1. Personal Data
Personal data refers to information that can be used to identify an individual, either on its own or in combination with other information. Such data is provided by you when using our website, products, or services, or when interacting with us. We may also obtain data by recording how you interact with our website, products, or services through technologies such as cookies. The types of data we collect depend on the specific website you visit or the products and services you use and may include personal information such as your name, address, email address, and telephone number. The purpose of collecting personal data is to contact you, provide appropriate services, and send important notices.

​2. Privacy Commitment​
Guangdong Lvtopsun New Energy Co., Ltd. and its global subsidiaries (hereinafter referred to as “Lvtopsun,” “we,” “us,” or “our”) recognize the importance of personal data to our customers and users. Therefore, Lvtopsun places great emphasis on protecting the personal data of our customers and users and has implemented a series of measures to ensure that our operations comply with applicable personal data protection regulations (e.g., GDPR).
2.1 Lvtopsun has appointed a Data Protection Officer (DPO) to ensure the effective implementation of personal data protection requirements.
2.2 Lvtopsun adopts industry-recognized methods and best practices for personal data protection. In business scenarios where the GDPR applies, we utilize the Data Protection Impact Assessment (DPIA) methodology to evaluate and mitigate personal data security risks in our products and services.
2.2.1 Lvtopsun requires a comprehensive assessment of all personal data involved in products and services, with items involving personal data subject to DPIA.
2.2.2 Projects involving personal data must establish data inventories and data flow diagrams.
2.2.3 Projects involving personal data must identify potential risks during data processing (including collection, use, storage, sharing, deletion, etc.) and implement appropriate measures (including managerial, physical, and technical measures) based on risk levels.

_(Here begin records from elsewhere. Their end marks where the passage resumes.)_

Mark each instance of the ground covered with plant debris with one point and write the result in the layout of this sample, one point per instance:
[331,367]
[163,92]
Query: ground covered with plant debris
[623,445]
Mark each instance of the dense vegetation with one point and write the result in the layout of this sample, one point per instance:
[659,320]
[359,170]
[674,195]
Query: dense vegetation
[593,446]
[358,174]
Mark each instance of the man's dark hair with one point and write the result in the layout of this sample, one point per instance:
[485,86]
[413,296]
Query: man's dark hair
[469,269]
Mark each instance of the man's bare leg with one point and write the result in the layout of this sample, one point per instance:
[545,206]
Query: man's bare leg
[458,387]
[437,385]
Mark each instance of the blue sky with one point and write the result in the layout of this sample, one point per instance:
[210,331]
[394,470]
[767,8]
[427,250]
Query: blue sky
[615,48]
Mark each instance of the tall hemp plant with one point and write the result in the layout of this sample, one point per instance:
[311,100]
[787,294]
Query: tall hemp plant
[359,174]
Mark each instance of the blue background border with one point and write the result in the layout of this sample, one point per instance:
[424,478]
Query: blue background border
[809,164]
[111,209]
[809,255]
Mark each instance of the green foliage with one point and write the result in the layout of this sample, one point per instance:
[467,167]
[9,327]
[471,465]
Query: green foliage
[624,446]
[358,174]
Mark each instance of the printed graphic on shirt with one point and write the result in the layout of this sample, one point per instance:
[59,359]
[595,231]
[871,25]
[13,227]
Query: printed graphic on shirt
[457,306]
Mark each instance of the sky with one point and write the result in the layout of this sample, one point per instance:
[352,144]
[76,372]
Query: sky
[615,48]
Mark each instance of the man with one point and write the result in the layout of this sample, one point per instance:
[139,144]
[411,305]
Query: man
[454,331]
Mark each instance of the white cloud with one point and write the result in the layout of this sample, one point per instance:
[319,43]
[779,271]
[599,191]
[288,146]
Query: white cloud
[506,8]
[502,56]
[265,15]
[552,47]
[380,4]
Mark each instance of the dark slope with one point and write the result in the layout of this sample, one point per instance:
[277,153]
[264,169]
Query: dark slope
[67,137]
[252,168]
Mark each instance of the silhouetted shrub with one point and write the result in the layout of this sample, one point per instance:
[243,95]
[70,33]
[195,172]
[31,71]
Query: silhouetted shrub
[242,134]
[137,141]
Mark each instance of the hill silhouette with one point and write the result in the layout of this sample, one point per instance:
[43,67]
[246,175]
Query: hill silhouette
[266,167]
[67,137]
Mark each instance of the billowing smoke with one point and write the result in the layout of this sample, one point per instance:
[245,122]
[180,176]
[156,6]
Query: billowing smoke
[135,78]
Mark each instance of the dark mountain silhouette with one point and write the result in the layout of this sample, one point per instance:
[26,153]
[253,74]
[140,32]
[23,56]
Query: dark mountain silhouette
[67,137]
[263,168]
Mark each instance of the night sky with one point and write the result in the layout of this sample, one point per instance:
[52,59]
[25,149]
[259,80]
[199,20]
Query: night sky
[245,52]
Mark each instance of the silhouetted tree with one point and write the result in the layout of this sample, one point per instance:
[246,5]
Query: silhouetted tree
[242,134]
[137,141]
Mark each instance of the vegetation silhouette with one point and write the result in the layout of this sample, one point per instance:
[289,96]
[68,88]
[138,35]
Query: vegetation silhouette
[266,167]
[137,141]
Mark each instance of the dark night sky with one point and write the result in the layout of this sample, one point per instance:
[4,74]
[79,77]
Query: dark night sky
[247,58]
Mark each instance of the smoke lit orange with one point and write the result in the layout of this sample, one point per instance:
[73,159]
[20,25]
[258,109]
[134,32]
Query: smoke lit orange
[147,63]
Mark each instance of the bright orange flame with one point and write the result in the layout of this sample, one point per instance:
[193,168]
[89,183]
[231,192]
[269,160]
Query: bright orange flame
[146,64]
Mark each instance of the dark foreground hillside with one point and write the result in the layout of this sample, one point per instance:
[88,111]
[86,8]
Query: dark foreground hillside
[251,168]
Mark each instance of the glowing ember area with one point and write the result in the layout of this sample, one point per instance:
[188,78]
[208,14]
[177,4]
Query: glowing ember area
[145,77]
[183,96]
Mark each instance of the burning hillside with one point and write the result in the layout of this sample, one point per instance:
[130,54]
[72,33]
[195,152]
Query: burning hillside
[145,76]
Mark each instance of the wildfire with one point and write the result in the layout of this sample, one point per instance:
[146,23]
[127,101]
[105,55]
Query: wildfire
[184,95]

2.2.4 Upon completion of the DPIA, a corresponding report shall be produced and approved by the DPO.
2.3 Lvtopsun implements technical measures such as intrusion detection, access control, encryption, data leakage prevention, anti-spam, terminal security protection, and vulnerability scanning. The effectiveness of these personal data protection measures is verified through penetration testing.
2.4 Lvtopsun has established an emergency response mechanism for personal data breaches. In the event of a breach, we will immediately activate emergency procedures to minimize potential losses and ensure affected individuals are duly notified.
2.5 Lvtopsun has implemented ongoing employee training on privacy policies to ensure that every employee involved in GDPR-related tasks accurately understands data protection legal principles based on their specific roles and strictly adheres to the company’s applicable systems and processes.
2.6 To ensure compliance, Lvtopsun conducts necessary technical and procedural audits for personal data protection.
Personal data protection is not only a legal requirement but also a corporate social responsibility. Lvtopsun will continue to optimize its products and services to safeguard security and privacy, reducing personal data protection risks for our customers and users.

​3. Policy Updates​
Lvtopsun reserves the right to update or modify this policy from time to time. Any changes to this policy will be posted here in the latest version. If significant changes are made to the privacy policy, we may also notify you through various channels, such as posting a notice on our website or sending a separate notification.